Because the city’s general plan and zoning standards don’t yet address SB 35, Merriam said the project was brought to Watsonville City Council for approval, which was required within 60 days of the applicant’s submission. The city council then reviewed the density bonus and the design review for the project.
While city staff said that Watsonville has done a great deal in building more affordable units, the problem goes beyond its limits. As Meek noted, there are currently 221 other cities and towns throughout California that had not provided the adequate number of affordable units needed to avoid triggering SB 35, including Watsonville.
“That just highlights the importance of providing more housing in general, in all parts of California,” he said.
For 1482 Freedom Blvd., there were a few negative comments toward the development plans, which were shared with Watsonville councilmembers and raised during the public hearing. They included concerns about an over-concentration of affordable units in Watsonville and questions about parking. However, ultimately, the council voted to approve the project.
Merriam said effective affordable housing needs to consider where people work.
“Let’s look at where residents are going for work, and give weight to the fact that a lot of residents have to commute elsewhere for those jobs,” she said. “Because it’s an inequity that lower-income workers have to travel further for their work, while higher-wage workers can work where they live.”
The future of Santa Cruz affordable housing
As time ticks away, the city of Santa Cruz must address the greater community’s housing needs, which would likely mean more development alongside single-family zoned neighborhoods. Because Santa Cruz has not reached its state-mandated volume of very-low and extremely-low income housing, the city could likely see even more developments like the 831 Water St. proposal in the near future.
Don Lane, a former Santa Cruz mayor and member of the Community Advisory Committee on Homelessness, believes SB 35 will change the story of the city, even as adjacent community members aim to incorporate their opinions on development.
While community members could feel frustrated by elected officials’ seeming inaction, the officials are also unable to follow through on community members’ demands under SB 35.
“It’s hard for both the elected officials and the community to believe,” he said. “The historic inequities around housing are rooted in the fact that the housing system has really favored single-family homes. Now, a lot of us are realizing that’s why we’re in the bad place we’re in with affordable housing.”
Lane believes the county as a whole is moving in a direction of thinking about who’s benefiting from the development proposals, and he hopes that every part of the community steps up to address the housing needs.
“We all have to embrace this new reality, and embrace the needs of people in our community who don’t have housing right now,” he said.
Tim Willoughby, chair of Affordable Housing Now, said the point of SB 35 is to develop affordable housing in a streamlined manner, and the city needs to follow that requirement, regardless of neighborhood opposition.

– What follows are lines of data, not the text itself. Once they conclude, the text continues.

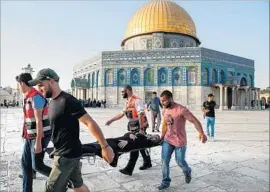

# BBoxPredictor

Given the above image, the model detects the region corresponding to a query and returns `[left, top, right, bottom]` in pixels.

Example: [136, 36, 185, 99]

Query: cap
[28, 68, 59, 86]
[16, 73, 33, 86]
[208, 93, 214, 97]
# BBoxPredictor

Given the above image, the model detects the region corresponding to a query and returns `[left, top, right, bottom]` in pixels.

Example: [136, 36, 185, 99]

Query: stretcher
[46, 142, 161, 166]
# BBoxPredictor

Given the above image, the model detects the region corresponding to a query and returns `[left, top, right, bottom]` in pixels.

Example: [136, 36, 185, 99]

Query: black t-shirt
[203, 101, 216, 117]
[48, 91, 87, 158]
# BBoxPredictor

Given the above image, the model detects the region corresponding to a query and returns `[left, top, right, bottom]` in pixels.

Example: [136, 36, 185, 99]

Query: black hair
[160, 90, 173, 99]
[16, 73, 32, 87]
[124, 84, 132, 91]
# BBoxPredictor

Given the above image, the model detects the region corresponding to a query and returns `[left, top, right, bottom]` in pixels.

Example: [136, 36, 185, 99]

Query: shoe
[152, 129, 155, 132]
[158, 184, 169, 190]
[18, 172, 36, 179]
[212, 137, 215, 142]
[139, 163, 152, 170]
[156, 129, 160, 132]
[119, 168, 132, 176]
[185, 169, 192, 184]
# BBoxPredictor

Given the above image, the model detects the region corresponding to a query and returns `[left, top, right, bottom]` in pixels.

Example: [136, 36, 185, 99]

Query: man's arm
[79, 114, 109, 148]
[32, 95, 46, 153]
[161, 120, 167, 140]
[105, 113, 125, 126]
[33, 109, 43, 152]
[181, 108, 207, 143]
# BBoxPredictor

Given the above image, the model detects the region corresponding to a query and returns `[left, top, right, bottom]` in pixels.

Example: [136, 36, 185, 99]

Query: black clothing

“There’s no project in Santa Cruz that doesn’t have community pushback against it,” he said. “These are people in million-dollar homes complaining — what are you whining about? When (people) commute from Watsonville an hour each way every day, but you don’t want them living in your neighborhood?”
Ultimately, 831 Water Street will be a test case for how the city will approve future housing developments, and Willoughby believes the “law is on the side of things being built.”
“The community is just now realizing, after all of these years of fighting, that the state says, ‘No, you can’t fight anymore,’” he said. “This was a wake-up call that the state laws have taken away community control of the process.”